UNITED STATES
SECURITIES AND EXCHANGE COMMISSION
Washington, DC 20549
FORM 8-K
CURRENT REPORT
Pursuant to Section 13 or 15(d) of the Securities Exchange Act of 1934
Date of Report (Date of earliest event reported): December 16, 2013
PHARMATHENE, INC.
(Exact name of registrant as specified in its charter)
| Delaware | 001-32587 | 20-2726770 | ||
| (State or other jurisdiction of incorporation) | (Commission File Number) | (IRS Employer Identification No.) |
| One Park Place, Suite 450, Annapolis, Maryland | 21401 | |
| (Address of principal executive offices) | (Zip Code) |
Registrant’s telephone number including area code: (410) 269-2600
(Former name or former address, if changed since last report)
Check the appropriate box below if the Form 8-K filing is intended to simultaneously satisfy the filing obligation of the registrant under any of the following provisions:
| ¨ | Written communications pursuant to Rule 425 under the Securities Act (17 CFR 230.425) |
| ¨ | Soliciting material pursuant to Rule 14a-12 under the Exchange Act (17 CFR 240.14a-12) |
| ¨ | Pre-commencement communications pursuant to Rule 14d-2(b) under the Exchange Act (17 CFR 240.14d-2(b)) |
| ¨ | Pre-commencement communications pursuant to Rule 13e-4(c) under the Exchange Act (17 CFR 240.13e-4(c)) |
Item 7.01. Regulation FD.
Attached hereto as Exhibit 99.1 is a press release that PharmAthene, Inc. issued on December 16, 2013.

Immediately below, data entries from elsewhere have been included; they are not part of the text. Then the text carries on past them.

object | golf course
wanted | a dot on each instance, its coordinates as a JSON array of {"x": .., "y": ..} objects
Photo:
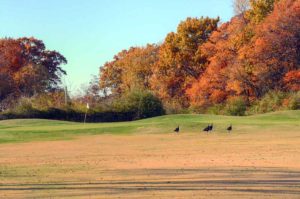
[{"x": 259, "y": 158}]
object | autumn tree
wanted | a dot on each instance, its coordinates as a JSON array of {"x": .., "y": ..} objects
[
  {"x": 241, "y": 6},
  {"x": 29, "y": 66},
  {"x": 180, "y": 59},
  {"x": 274, "y": 51},
  {"x": 213, "y": 86},
  {"x": 130, "y": 69}
]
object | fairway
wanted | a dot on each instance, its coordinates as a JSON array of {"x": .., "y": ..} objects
[{"x": 146, "y": 159}]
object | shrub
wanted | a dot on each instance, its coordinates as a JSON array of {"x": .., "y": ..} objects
[
  {"x": 217, "y": 109},
  {"x": 292, "y": 102},
  {"x": 143, "y": 103},
  {"x": 236, "y": 106}
]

Item 9.01. Financial Statements and Exhibits.
(d) Exhibits
| No. | Description | |
| 99.1 | PharmAthene, Inc. Press Release dated December 16, 2013 |
SIGNATURE
Pursuant to the requirements of the Securities Exchange Act of 1934, the registrant has duly caused this report to be signed on its behalf by the undersigned hereunto duly authorized.
| PHARMATHENE, INC. | ||
| By: | /s/ Eric I. Richman | |
| Eric I. Richman | ||
| President and Chief Executive Officer | ||
Dated: December 16, 2013
EXHIBIT 99.1
Contact:
Stacey Jurchison
PharmAthene, Inc.
Phone: (410) 269-2610
Stacey.Jurchison@PharmAthene.com
PHARMATHENE RECEIVES FDA NOTIFICATION ON SPARVAX®
ANNAPOLIS, MD., December 16, 2013 - PharmAthene, Inc. (NYSE MKT: PIP), a biodefense company developing medical countermeasures against biological and chemical threats, announced today it has received notification from the U.S. Food and Drug Administration (FDA) that its SparVax® rPA anthrax vaccine program has been placed on clinical hold. The Agency indicated that the Company will receive a letter providing details of the basis for the clinical hold within thirty days. The Phase II clinical study, which was expected to begin by the end of this year, has not enrolled any subjects to date and accordingly, there have been no adverse events reported.
About PharmAthene
PharmAthene is a leading biodefense company engaged in the development and commercialization of next generation medical countermeasures against biological and chemical threats. PharmAthene's current biodefense portfolio includes the following product candidates:
| · | SparVax® - a next generation recombinant protective (rPA) anthrax vaccine |
| · | rBChE bioscavenger - a medical countermeasure for nerve agent poisoning by organophosphorous compounds, including nerve gases and pesticides |
| · | Valortim® - a fully human monoclonal antibody for the prevention and treatment of anthrax infection |
In addition, in May 2013, the Delaware Supreme Court issued its ruling on the appeal in the company’s litigation with SIGA Technologies, affirming the Court of Chancery's finding that SIGA was liable for breach of contract, reversing its finding of promissory estoppel, and remanding the case back to the Court of Chancery to reconsider the appropriate remedy and award of attorney's fees and expert witness costs in light of the Supreme Court's opinion. For more information about PharmAthene, please visit www.PharmAthene.com.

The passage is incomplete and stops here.